ヘルジールはそんなアキをただ静かに隣に座って待っていた。


しばらくして立ち上がったアキにヘルジールは提案した。


「アキ、魔法は戦う為だけの魔法ばかりじゃない、さっきのような魔法も沢山ある、覚えてみるのもいいと思うぞ」


「そうだな、それもいいかもな」


アキは初めて笑ってヘルジールに返した。




部屋に戻るとアキは機嫌良さそうにヘルジールと色んな会話をした。


「魔法には詠唱というものがあり、詠唱をすれば精度と効果は上がるが時間がかかる為、戦闘中は詠唱をしないことが多い。」


「さっき庭で何か言ってたのも詠唱ってやつなのか?」


「そうだ、少し省いたが俺の魔力ならこの街全体に花を咲かせることも出来る。
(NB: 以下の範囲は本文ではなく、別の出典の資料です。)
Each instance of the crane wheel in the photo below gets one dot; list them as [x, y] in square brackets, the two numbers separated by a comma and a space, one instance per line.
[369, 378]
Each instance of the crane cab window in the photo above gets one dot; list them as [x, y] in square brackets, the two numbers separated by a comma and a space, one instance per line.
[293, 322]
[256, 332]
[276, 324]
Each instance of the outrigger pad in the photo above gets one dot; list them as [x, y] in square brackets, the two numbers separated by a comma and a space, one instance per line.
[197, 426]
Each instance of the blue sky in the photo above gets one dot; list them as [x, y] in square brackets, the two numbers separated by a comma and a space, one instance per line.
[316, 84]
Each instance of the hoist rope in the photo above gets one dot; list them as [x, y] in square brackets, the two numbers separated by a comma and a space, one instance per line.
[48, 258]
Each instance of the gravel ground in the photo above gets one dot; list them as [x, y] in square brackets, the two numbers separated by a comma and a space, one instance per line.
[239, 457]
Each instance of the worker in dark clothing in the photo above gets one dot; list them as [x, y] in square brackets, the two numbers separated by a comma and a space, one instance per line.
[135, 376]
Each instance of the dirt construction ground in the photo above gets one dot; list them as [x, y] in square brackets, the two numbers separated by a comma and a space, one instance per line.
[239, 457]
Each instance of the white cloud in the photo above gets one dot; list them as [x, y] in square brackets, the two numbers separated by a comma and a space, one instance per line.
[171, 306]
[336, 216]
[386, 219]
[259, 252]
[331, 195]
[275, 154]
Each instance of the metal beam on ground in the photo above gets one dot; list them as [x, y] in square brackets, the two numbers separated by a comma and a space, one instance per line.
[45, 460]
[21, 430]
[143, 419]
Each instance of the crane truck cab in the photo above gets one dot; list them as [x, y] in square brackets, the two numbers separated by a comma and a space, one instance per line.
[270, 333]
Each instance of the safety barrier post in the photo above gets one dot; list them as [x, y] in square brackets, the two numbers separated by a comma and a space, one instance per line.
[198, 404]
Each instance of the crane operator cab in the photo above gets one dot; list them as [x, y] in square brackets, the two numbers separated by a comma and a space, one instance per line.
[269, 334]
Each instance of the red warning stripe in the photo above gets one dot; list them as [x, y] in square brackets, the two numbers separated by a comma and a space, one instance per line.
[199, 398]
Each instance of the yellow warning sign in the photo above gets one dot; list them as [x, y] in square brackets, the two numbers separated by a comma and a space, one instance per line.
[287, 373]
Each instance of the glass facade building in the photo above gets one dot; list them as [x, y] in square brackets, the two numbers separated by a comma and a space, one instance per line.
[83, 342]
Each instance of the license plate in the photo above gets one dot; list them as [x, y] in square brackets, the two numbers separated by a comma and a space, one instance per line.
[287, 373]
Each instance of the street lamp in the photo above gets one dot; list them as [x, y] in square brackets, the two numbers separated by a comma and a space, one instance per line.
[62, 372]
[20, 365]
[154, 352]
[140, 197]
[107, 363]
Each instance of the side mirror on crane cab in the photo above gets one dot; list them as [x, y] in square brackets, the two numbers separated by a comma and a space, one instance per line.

つまり元々の魔力が強ければ詠唱をしなくてもある程度の魔法が使える」


「じゃあ今街は」


「花が咲きまくってるだろうな」


ヘルジールは外を見ながら答えた。


「俺も、できる?」


「もちろん」


「教えて欲しい、魔法について」


「そうだな、アキは今自分の魔力の流れを感じられるか?」


「いや、なにも感じない」


「そうか、なら俺の魔力は感じれるか?」


ヘルジールがアキの手を取る。


「少しピリピリする」


「それが俺の魔力だ」


「もっと強くしてもいいか?」


アキが頷くとヘルジールは一気に魔力をアキに流した。


「ま、待って王様、痛い!」


「我慢して」


「無理だ!王様っ!」


「大丈夫、深呼吸してゆっくり手から脳に流すのをイメージして」


「できなっ」


アキは痛みのあまり唇を噛み締めていた。

血が流れるのを見たヘルジールは魔力を弱めた。


「アキ、これならどうだ?」


「少し、マシになった」


「じゃあさっきのイメージできるか?」


アキは頷いた。


「手から脳に…」


瞬間、アキの身体中がピリピリと弱い電気が流れる感覚が来た。


「うっ…」


ヘルジールが手を離すと、アキの手に暖かい何かが集まっているのが感覚で分かった。


「アキ、今手に意識的に魔力を集めている状態だ、今度はそれを俺に流すイメージをしてみろ」


アキはヘルジールがしたように手を取ると手の中の暖かい何かをヘルジールに送るイメージをした


「流す…」


「くっ」


ヘルジールの声が聞こえたところで視線を手元からヘルジールに移すと、辛そうなヘルジールと目が合った。


「あっ、ごめん、大丈夫か」


「大丈夫だ」


アキは近くのコップに水を注ぎヘルジールに渡す。


「アキ、すごいな」


「なんだよそれ」


「俺には説明できない、どう言っていいのか分からない」


少し曖昧な表情で曖昧な言い方をするヘルジールにアキはムスッとしながら尋ねた


「それってどういうことだよ」


「陛下、食事の準備が整いました」


タイミングよくドアが開かれ、テーブルにたくさんの料理が置かれていく。


「先に食事だな」


「うん」


アキはヘルジールにテーブルマナーもついでに教えて貰いながら朝食を取った。